Much back and forth on pricing formulas has ensued, which has resulted in failed policies and an absence of due consideration paid to reference pricing and the development of domestic manufacturing capability.
Currently, Sri Lanka’s price controls are modelled on the mechanism instituted by India. However, Indian rules cannot be applied without adequate consideration to Sri Lanka’s market context. This is also particularly important because in India the ostensible reason for price regulation is to increase affordability and accessibility in a country that is considered a privatised health economy (Duggal 2007) with around 80% of healthcare expenses being privately borne, with the majority consisting of out-of-pocket expenses.
In Sri Lanka’s case, the evidence suggests a dynamic markedly different from the intent of price controls, which has led to extreme market distortion, shortages and supply chain disruption.
Price ceilings derived from or based on the Indian model are unsuitable for Sri Lanka as India is a large domestic market with a substantial domestic drug-manufacturing base and largely privatised healthcare. Meanwhile, Sri Lanka is not self-sufficient in most pharmaco-therapies and has a system of subsidised and free healthcare.
This pricing mechanism uses the median price of any drug that commands a 2% or more market share (by volume). In most instances, the median price is a branded Indian generic due to the large volumes of such drugs sold in the Sri Lankan market. As a result, most ‘originator’ brands are faced with an unviable ceiling price, that is neither reflective of cost nor of quality.
Furthermore, good quality drugs developed with innovation in the originator countries would no longer supply Sri Lanka as they would be unviable, resulting in only cheaper and older generics being available. This affects not only the individual choice of consumers but also the country’s ability to continually access the newest medication.
There is also the significant impact of exchange rate fluctuation. When the costs of imports vary with every shipment due to exchange rate variability, fixed prices become highly infeasible. In October 2016, the USD/LKR spot exchange rate was Rs. 144 and the situation continues to remain tenuous.

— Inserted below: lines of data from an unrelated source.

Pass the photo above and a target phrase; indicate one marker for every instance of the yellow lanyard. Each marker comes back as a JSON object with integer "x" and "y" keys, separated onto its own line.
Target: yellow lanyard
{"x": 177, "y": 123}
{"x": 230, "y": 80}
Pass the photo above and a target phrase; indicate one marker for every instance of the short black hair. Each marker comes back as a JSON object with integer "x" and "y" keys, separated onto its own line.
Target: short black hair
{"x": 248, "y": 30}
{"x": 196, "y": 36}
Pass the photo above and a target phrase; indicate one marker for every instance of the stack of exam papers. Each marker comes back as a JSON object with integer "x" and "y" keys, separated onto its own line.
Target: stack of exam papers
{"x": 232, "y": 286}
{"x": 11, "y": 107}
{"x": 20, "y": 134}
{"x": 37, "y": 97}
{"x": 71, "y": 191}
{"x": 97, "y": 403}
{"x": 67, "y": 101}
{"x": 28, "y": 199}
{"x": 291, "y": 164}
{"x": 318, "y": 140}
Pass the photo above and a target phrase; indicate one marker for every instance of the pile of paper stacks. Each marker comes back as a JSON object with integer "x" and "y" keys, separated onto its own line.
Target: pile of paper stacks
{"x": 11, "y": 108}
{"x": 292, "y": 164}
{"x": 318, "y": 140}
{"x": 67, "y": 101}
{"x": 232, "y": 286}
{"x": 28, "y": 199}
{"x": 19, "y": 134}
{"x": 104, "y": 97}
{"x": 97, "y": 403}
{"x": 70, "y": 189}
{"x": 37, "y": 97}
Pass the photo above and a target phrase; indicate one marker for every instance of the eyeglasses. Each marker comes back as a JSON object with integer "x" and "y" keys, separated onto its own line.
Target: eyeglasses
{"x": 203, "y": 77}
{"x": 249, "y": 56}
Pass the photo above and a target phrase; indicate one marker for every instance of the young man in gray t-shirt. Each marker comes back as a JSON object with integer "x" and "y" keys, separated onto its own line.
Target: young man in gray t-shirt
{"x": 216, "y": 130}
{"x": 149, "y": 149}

In an import market, under significant rupee depreciation, the impact of price fixing results in significant shortage and distortion, with quality being compromised as innovative pharmaceuticals are substituted with less reliable, low-cost medicines to meet the stipulated prices; reliable and regularly prescribed pharmaceutical brands being withdrawn from the market; new-generation medicines and therapies not being registered; healthcare professionals facing drug shortages; and independent retailers and auxiliary services (distributors, logistics service companies) who are SMEs and comprise 97% of retail supply being forced to shut down operations.
Four other factors which emphasise the unsuitability of rigid price controls in the local market are:
There is also an abundance of international evidence underscoring the negative impact of price controls on pharmaceuticals.
In a January 2016 research paper titled ‘Does pharmaceutical price regulation result in greater access to essential medicines?’ published by the Indian Institute of Management in Ahmedabad, India, the country’s experience with pharmaceutical price control were found to reflect a negative effect on pharmaco-availability. The study also highlighted several drawbacks including that price controls are likely to have a negative impact on social welfare by limiting sales volumes of price-controlled medicines and restrict investment in research and development.
All these facts serve to substantiate the argument that blindly implementing strict price controls only serves to make the already onerous task of effective drug distribution even more difficult.